Он помог мне подняться. У него едва хватило сил на такое простейшее действие: он согнулся в три погибели, как-то весь перекрутился, взял меня за руку мокрыми ладонями и чуть заметно содрогнулся, а когда сумел улыбнуться, с бровей посыпался иней.
– Ради Перль, – сказал Феликс и нетерпеливым жестом приказал мне шевелить ногами.
Я представляла, как танцует моя сестра. Как отбивает подошвами ритм, как прихлопывает в такт. Все движения выполнялись попарно, с повтором.
Вот так я иду рядом с тем, кого люблю и еще не потеряла, думала я; рядом с тем, кто должен был бы меня бросить, но вместе мы продвигались вперед, пока не нашли укрытие: в лесных зарослях показалась стенка из валежника, и лапы шакала вместе с лапами медведя выкопали под ней неглубокий ров.
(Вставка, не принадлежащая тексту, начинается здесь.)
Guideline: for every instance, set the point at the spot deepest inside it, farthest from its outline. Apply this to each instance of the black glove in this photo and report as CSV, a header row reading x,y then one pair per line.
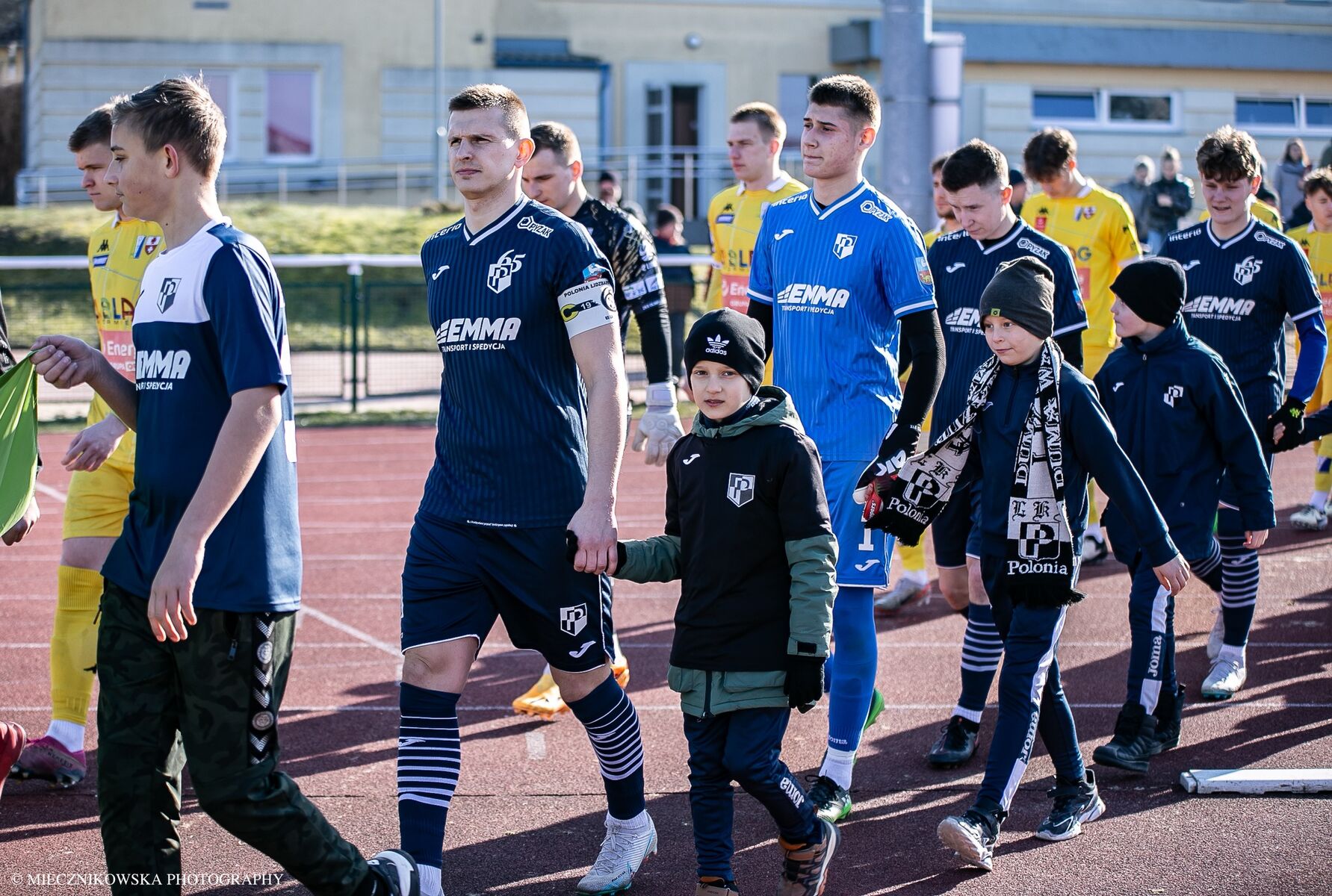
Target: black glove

Укрывшись ветвями с прошлогодними листьями, мы решили, что будем спать по очереди, а то, не ровен час, кто-нибудь наткнется на наше убогое гнездо и бросит спичку.
Феликс, в своей медвежьей шубе, свернулся рядом со мной калачиком, как положено брату. Даже во сне он давал какие-то клятвы. Вопреки моим ожиданиям это были не клятвы мести. Он клялся самому себе, что никогда больше меня не покинет, никуда не уйдет, ни за что не позволит, чтобы между нами вклинилась разлука. Когда он разволновался и стиснул голые десны, я решила его растолкать.
– Теперь твоя очередь, – выговорил он, протер глаза и всмотрелся в темноту, опасаясь незваных гостей.
Я попыталась уснуть. Молила свой ум, чтобы он во сне прислал ко мне Перль. Пусть даже не самый радужный сон, в котором действие происходит в мире, не знавшем войны, пусть даже не второй среди лучших, в котором на месте Освенцима хлюпает исконное болото, а хотя бы третий из лучших, в котором Менгеле дает нам бессмертие одновременно, в унисон: делает каждой укол, мы поворачиваемся лицом друг к дружке и понимаем: жить вечно – это тяжкий груз, но по крайней мере мы будем нести его вместе, как привыкли.
Она возьмет на себя самое лучшее, самое яркое, самое забавное.
А я возьму на себя вину, стыд, тяжесть. И если ей суждено обездвижеть, я стану двигаться за нее. Потому что теперь, вновь начав ходить, я не остановлюсь. Мне уже грезилась победа, но лодыжки сковало кандалами боли, причем не от холода. Странное было ощущение, даже не лишенное приятности, потому как напоминало, что чувствительность не утрачена, и обещало, что скоро я научусь шагать быстрее, а там, глядишь, и прыгать.
Наш папа, опытный врач, рассказывал, что люди, потерявшие руку, ногу или палец, еще долго испытывают в них боль и щекотку, причем столь явственно, будто никогда не знали увечья.
Но никогда меня от этого не предостерегал.
Наутро мы услышали, как вскрывается река Висла. Льдины терлись одна о другую, словно карты в колоде. Погода выдалась ясная, деревья голыми ветвями тянулись к облакам. Небо синело, как заколка в волосах у Перль. Мы разбросали накрывавший нас сугроб и поразились, что еще живы.
Покрытая трещинами необъятная река смотрела, как мы подползаем к ней на коленях. Лед манил нас молочной белизной – его поверхность казалась самой свежей, самой невинной на всем свете. Сквозь полумрак мы разглядели зайца, провалившегося в ямку.
– Все равно не жилец, – сказал Феликс, заметив, что у зайца сломана нога.
Я отвела глаза от взмаха хлебного ножа, но заставила себя смотреть, когда Феликс подвесил тушку на сук дерева, освежевал, первым делом выковырнул глаза и тут же их проглотил, а потом срезал с косточек мясо.
– Ешь!
– А почему нельзя костерок разжечь, а? На одну минуту.
– Как будто сама не знаешь. Тут бродят лихие люди, которые нас самих освежуют за милую душу. Им даже эсэсовцами быть не надо – только дай еврея изловить.
Феликса было не узнать: он заговорил по-отечески назидательно. Я вызывала у него раздражение: в голосе то и дело прорезались жесткие нотки. Надумай я отказаться от мяса, он бы своими руками засунул его мне в глотку. Лучше уж было не спорить.
Без зубов он не сумел разжевать нашу кровавую добычу. Пришлось мне сделать это за него: я выплевывала пережеванное мясо в ладонь и протягивала ему. В его взгляде читалась смущенная благодарность, но мясную кашицу он глотал как лекарство. Заставил и меня подкрепиться. Спорить уже не было возможности; я повиновалась.
– Тебе силы нужны, – покивал Феликс. – Мы же поклялись отомстить, а от мешка костей разве будет прок?